The Court of Justice of the European Union has ruled that competent authorities have the right and the obligation to order data controllers to erase unlawfully processed personal data, even in the absence of a formal request from the data subject. This ensures full compliance with the General Data Protection Regulation.
The Újpest administration (public authority in Hungary) requested citizens’ personal information in order to provide financial support to people affected by the COVID-19 pandemic. The Hungarian Personal Data Supervisory Authority decided that the request was in breach of the General Data Protection Regulation (GDPR) as long as individuals were not informed about the processing of their personal data and the purposes for which it was being processed. The Authority ordered the Újpest administration to erase the personal data of data subjects who were entitled to that support but had not applied for it. The Újpest administration challenged the measure on the grounds that there had been no formal request for erasure from the data subjects.

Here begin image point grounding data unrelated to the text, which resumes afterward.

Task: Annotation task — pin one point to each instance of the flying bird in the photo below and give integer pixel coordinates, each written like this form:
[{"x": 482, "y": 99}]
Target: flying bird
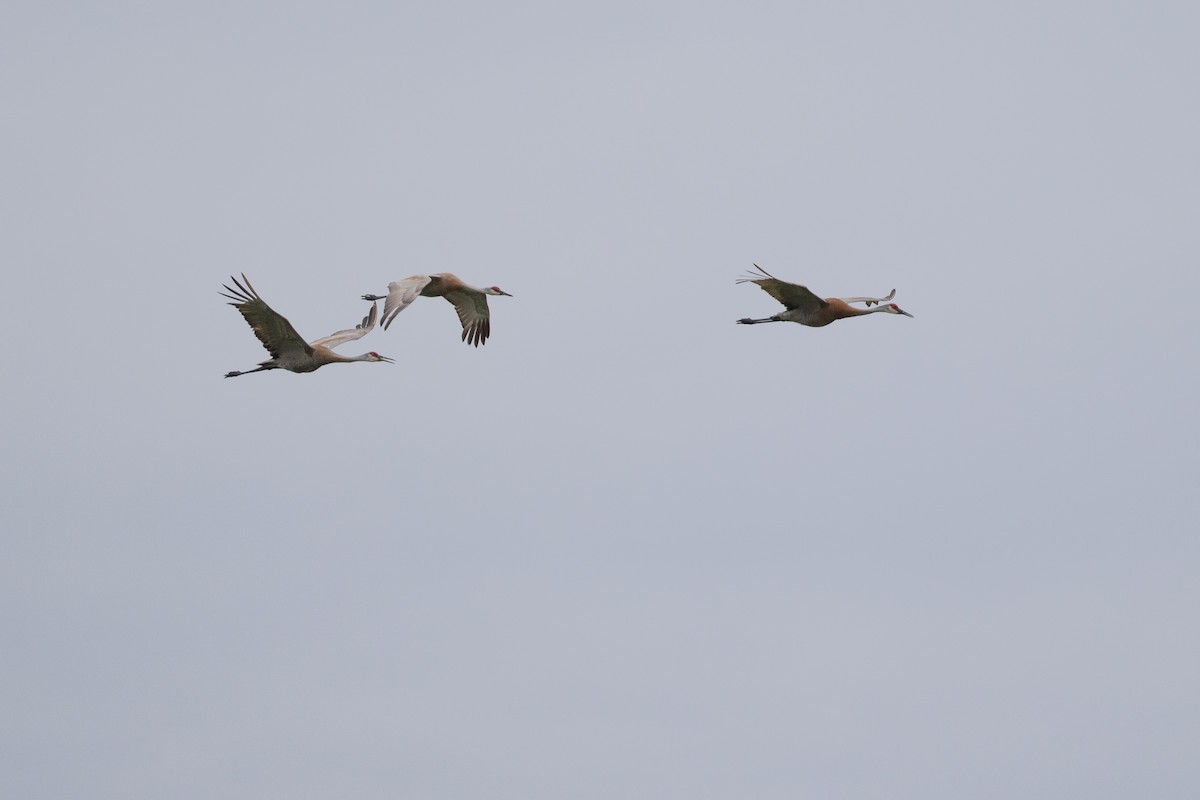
[
  {"x": 287, "y": 349},
  {"x": 469, "y": 301},
  {"x": 804, "y": 307}
]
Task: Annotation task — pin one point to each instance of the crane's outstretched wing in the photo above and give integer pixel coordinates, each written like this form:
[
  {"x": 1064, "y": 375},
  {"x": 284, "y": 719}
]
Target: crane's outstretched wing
[
  {"x": 870, "y": 301},
  {"x": 792, "y": 295},
  {"x": 271, "y": 328},
  {"x": 351, "y": 334},
  {"x": 401, "y": 295},
  {"x": 473, "y": 313}
]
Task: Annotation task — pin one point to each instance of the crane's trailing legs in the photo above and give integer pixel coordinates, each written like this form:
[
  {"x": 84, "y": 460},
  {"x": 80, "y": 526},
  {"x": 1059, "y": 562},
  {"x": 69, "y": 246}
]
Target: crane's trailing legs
[{"x": 234, "y": 373}]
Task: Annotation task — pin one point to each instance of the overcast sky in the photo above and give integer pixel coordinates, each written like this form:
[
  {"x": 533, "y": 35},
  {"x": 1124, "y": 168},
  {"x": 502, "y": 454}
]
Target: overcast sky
[{"x": 628, "y": 548}]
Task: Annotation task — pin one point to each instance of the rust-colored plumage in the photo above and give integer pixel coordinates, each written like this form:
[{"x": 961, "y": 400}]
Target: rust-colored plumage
[{"x": 807, "y": 308}]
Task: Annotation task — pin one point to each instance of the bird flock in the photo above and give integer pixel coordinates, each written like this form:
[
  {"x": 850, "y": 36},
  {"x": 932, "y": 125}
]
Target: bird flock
[{"x": 289, "y": 350}]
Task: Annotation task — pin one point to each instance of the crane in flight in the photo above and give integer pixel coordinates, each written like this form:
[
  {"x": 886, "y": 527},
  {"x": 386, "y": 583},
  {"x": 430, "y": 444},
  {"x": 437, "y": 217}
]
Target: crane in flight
[
  {"x": 287, "y": 348},
  {"x": 804, "y": 307},
  {"x": 469, "y": 301}
]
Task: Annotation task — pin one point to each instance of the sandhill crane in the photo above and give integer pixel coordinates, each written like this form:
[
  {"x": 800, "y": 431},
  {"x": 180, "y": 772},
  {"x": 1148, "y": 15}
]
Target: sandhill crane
[
  {"x": 807, "y": 308},
  {"x": 287, "y": 349},
  {"x": 469, "y": 301}
]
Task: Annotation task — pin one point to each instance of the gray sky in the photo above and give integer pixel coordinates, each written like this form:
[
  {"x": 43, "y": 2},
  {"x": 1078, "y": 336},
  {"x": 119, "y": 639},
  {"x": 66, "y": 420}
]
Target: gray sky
[{"x": 628, "y": 548}]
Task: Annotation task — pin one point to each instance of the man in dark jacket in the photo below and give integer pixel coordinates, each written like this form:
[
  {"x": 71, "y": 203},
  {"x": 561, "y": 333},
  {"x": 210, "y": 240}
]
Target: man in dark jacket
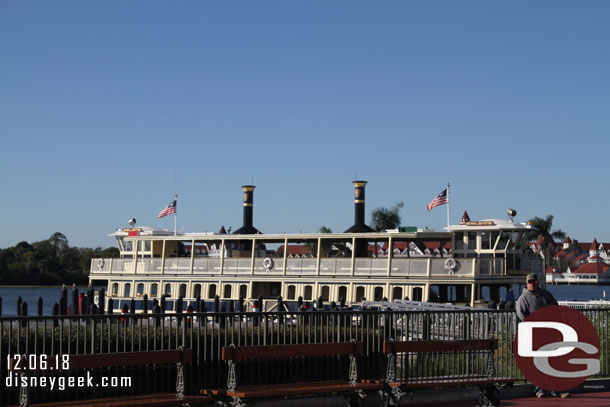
[{"x": 531, "y": 300}]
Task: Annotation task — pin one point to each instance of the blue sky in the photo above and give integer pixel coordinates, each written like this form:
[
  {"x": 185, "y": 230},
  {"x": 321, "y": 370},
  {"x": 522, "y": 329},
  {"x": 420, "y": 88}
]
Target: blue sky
[{"x": 101, "y": 103}]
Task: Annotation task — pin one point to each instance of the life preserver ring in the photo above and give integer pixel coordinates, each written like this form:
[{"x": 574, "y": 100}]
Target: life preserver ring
[
  {"x": 450, "y": 263},
  {"x": 268, "y": 263}
]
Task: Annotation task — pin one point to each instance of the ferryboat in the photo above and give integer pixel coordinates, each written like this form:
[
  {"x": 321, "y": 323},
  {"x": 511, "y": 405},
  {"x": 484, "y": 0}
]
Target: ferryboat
[{"x": 462, "y": 265}]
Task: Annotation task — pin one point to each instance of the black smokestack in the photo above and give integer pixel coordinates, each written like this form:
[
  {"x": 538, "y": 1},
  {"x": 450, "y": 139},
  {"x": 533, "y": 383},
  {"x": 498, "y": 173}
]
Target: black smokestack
[
  {"x": 247, "y": 228},
  {"x": 359, "y": 225}
]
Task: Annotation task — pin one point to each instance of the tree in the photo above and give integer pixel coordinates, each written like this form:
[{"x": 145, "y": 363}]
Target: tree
[
  {"x": 384, "y": 218},
  {"x": 544, "y": 228},
  {"x": 310, "y": 247}
]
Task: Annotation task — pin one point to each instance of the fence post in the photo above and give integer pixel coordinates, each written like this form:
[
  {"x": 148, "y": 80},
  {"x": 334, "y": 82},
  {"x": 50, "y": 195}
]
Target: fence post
[
  {"x": 55, "y": 312},
  {"x": 280, "y": 308},
  {"x": 189, "y": 311},
  {"x": 157, "y": 311},
  {"x": 179, "y": 308},
  {"x": 216, "y": 307},
  {"x": 74, "y": 299},
  {"x": 101, "y": 300},
  {"x": 223, "y": 318},
  {"x": 63, "y": 301},
  {"x": 124, "y": 311},
  {"x": 24, "y": 313},
  {"x": 255, "y": 309},
  {"x": 145, "y": 304}
]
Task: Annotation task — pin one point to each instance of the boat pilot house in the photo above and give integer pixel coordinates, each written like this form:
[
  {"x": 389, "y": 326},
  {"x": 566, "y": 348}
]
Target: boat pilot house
[{"x": 469, "y": 264}]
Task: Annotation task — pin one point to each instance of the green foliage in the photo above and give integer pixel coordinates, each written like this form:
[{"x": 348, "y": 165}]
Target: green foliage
[
  {"x": 543, "y": 227},
  {"x": 311, "y": 249},
  {"x": 384, "y": 218},
  {"x": 48, "y": 262}
]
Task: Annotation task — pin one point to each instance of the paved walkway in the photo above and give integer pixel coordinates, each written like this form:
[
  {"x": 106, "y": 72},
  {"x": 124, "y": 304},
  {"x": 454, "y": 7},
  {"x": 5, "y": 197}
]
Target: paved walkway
[{"x": 575, "y": 400}]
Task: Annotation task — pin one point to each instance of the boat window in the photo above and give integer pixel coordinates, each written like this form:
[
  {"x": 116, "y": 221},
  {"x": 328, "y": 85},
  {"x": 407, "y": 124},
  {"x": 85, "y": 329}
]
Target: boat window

In this context, the Hungarian courts asked the CJEU to clarify whether the supervisory authority can of its own motion order the erasure of unlawfully processed personal data. The courts also asked whether a distinction could be made between the situation where the data were collected directly from the data subject and the situation where they were obtained from another source.
The CJEU ruled that the supervisory authority may order the erasure of unlawfully processed personal data even in the absence of an express request from the data subject. The GDPR does not limit the authority’s power to act only at the request of the data subject but allows the authority to intervene ex officio to ensure compliance with the Regulation. Also, according to the Court, the source of the unlawfully processed data is irrelevant.
The CJEU recalled that data controllers have an autonomous obligation to ensure that data processing complies with the GDPR. This obligation exists independently of any request from data subjects. If the processing is unlawful, the data controller is responsible for erasing the data without undue delay.